Corona (Calif./EUA), 25 de fevereiro de 1955.
Dear Mr. Sinclair,
Muito obrigado por tudo que me enviou (1). O senhor é
realmente de uma fertilidade impressionante. Li o seu drama com o maior
interesse (2). Tocou-me profundamente o aspecto humano desse problema horrível.
Não há realmente outra saída para ele do que o suicídio. Isto é assim porque
estas invenções – as bombas de urânio e hidrogênio – são produzidas pela mente
humana, instigada pelo grande genocídio que o inconsciente planeja para
compensar o incessante e inevitável aumento populacional, que deve levar a
catástrofes gigantescas se não intervierem invenções miraculosas e imprevistas.
Mas ainda assim a conflagração será apenas adiada. É a espada de Dâmocles
suspensa sobre nossas cabeças por um fio bem tênue. Seu drama é um golpe
certeiro, ao menos na opinião de um espectador ingênuo como eu, mas de cuja
incompetência literária devo preveni-lo.
Li sua carta ao Time e acrescentei – com sua permissão –
alguns detalhes históricos (3).
Agradeço-lhe o exemplar do Time.
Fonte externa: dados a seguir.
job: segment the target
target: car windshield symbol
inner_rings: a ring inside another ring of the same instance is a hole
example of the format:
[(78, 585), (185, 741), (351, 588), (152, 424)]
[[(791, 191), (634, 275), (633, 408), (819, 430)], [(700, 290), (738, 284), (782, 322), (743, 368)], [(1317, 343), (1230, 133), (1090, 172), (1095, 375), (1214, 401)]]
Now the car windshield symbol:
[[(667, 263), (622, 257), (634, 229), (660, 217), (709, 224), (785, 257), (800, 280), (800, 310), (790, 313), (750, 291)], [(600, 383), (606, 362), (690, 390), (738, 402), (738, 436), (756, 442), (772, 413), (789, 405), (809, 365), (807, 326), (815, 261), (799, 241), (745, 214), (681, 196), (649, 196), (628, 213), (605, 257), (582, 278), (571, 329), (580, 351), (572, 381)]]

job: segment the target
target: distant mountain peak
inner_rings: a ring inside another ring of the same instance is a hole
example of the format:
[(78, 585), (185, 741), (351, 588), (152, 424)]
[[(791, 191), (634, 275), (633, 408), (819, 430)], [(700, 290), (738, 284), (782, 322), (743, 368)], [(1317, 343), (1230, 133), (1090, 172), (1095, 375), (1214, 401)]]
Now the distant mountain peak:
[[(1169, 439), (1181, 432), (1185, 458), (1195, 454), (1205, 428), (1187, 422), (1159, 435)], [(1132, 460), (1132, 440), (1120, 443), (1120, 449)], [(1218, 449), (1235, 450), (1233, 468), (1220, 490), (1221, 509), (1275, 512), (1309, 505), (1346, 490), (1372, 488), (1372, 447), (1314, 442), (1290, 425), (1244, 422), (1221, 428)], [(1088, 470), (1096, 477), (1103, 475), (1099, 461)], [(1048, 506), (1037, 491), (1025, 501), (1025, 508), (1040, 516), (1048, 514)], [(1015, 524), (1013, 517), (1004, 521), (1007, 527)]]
A. Keller gostou do seu
retrato. Não preciso dizer que eu não me conhecia por este lado. O fotógrafo
deve ter-me flagrado num momento incomum.
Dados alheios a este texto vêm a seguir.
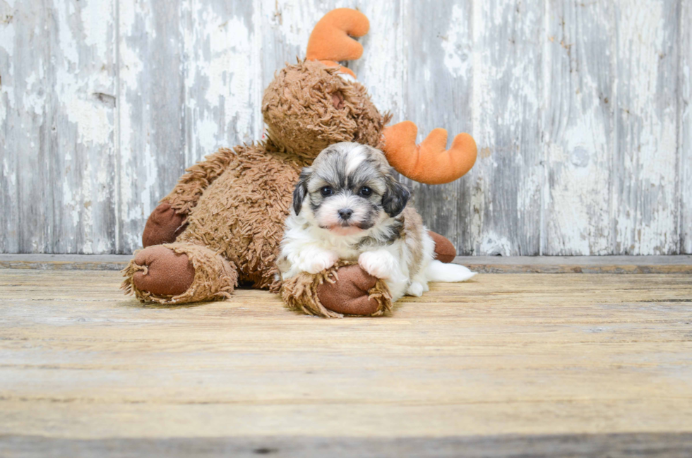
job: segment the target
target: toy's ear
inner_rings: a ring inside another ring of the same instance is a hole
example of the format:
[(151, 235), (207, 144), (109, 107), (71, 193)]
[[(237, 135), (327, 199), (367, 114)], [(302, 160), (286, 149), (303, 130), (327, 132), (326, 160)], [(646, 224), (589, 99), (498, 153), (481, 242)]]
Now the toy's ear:
[(447, 131), (434, 129), (416, 145), (418, 128), (410, 121), (384, 129), (382, 150), (389, 164), (402, 175), (426, 184), (442, 184), (466, 174), (476, 162), (476, 142), (467, 133), (454, 138), (447, 146)]
[[(352, 61), (363, 55), (363, 46), (351, 37), (362, 37), (370, 30), (364, 14), (350, 8), (339, 8), (327, 13), (315, 25), (306, 58), (320, 61), (328, 67), (339, 66), (339, 61)], [(340, 70), (355, 78), (345, 67)]]
[(387, 190), (382, 196), (382, 207), (387, 215), (393, 218), (404, 210), (408, 200), (411, 198), (411, 192), (391, 175), (387, 176), (386, 187)]
[(308, 195), (308, 179), (312, 170), (309, 167), (304, 167), (300, 172), (300, 178), (296, 184), (296, 188), (293, 191), (293, 211), (296, 215), (300, 213), (300, 207), (303, 206), (303, 200)]

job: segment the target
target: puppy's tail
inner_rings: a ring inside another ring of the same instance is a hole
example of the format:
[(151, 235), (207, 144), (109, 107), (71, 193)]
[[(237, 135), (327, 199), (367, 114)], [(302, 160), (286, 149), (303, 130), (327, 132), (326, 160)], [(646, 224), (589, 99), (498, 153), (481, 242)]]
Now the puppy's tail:
[(465, 282), (477, 272), (458, 264), (444, 264), (439, 260), (431, 261), (425, 271), (429, 282)]

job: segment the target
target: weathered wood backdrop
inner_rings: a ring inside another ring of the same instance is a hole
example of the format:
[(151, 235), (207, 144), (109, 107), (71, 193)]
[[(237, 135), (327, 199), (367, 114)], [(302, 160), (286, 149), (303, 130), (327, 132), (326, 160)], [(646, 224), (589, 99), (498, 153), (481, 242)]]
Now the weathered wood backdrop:
[(137, 248), (337, 6), (370, 18), (381, 110), (476, 138), (414, 186), (460, 253), (692, 253), (689, 0), (0, 0), (0, 252)]

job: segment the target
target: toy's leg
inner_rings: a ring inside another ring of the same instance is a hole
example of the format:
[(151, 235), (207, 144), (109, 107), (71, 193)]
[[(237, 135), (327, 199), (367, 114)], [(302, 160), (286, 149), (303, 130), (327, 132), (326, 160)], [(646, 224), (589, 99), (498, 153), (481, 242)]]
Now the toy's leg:
[(187, 227), (184, 215), (176, 212), (169, 204), (165, 202), (159, 204), (149, 215), (144, 227), (143, 246), (172, 243)]
[(428, 231), (435, 241), (435, 259), (443, 263), (451, 263), (457, 255), (457, 249), (446, 238), (432, 231)]
[(376, 316), (392, 308), (385, 282), (347, 263), (318, 274), (299, 274), (283, 282), (281, 295), (293, 310), (329, 318)]
[(150, 246), (123, 270), (122, 289), (144, 302), (173, 304), (222, 300), (237, 285), (235, 265), (205, 246), (189, 243)]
Também agradeço o seu interessante artigo Mental Radio (4).
Sempre que leio tais relatos lembro-me do fato de que nossa psique tem um
aspecto que desafia o espaço e o tempo e, incidentalmente, a causalidade; e é
isto precisamente o que os nossos parapsicólogos ainda não entendem.
Sua ideia de uma revolta feminista no céu é muito engraçada.
Por falar nisso, esta é a razão, a saber: A Assumptio B. V. Mariae, porque
aprecio uma imprensa relativamente decente do lado católico, ao passo que o
material costumeiro que recebo é exatamente da espécie que o senhor me enviou.
Os recenseadores incompetentes e profundamente ignorantes me subestimam. Em
geral só tenho maus recenseadores para os meus livros, o que poderia
convencer-me de que escrevo coisas bastante boas. Às vezes é difícil acreditar
nisso. Nesta mesma remessa do correio recebi uma recensão deveras decente de
Psicologia e Alquimia, escrita por um americano, um tal de Mr. Sykes (5). Ele
tem algo a ver com Salzburgo e com a Escola Americana de lá. Mas felizmente, a
julgar pela venda satisfatória de meus livros, o público não leva em
consideração essas críticas inadequadas.
O senhor está certo: com o dogma da Assumptio, o inconsciente
“flui para dentro da Igreja”, pois a mulher é sua (do inconsciente)
representante na Terra.
Quanto a Enemy in the Mouth (6), o senhor poderia procurar a
Bollingen Press. Informe-me a respeito e eu o recomendarei a Barrett. O alcoolismo
é uma ameaça terrível para uma nação. Veja a França!
Não se aborreça – eu não
sou muito respeitável, e o senhor é bem mais conhecido na América do que eu.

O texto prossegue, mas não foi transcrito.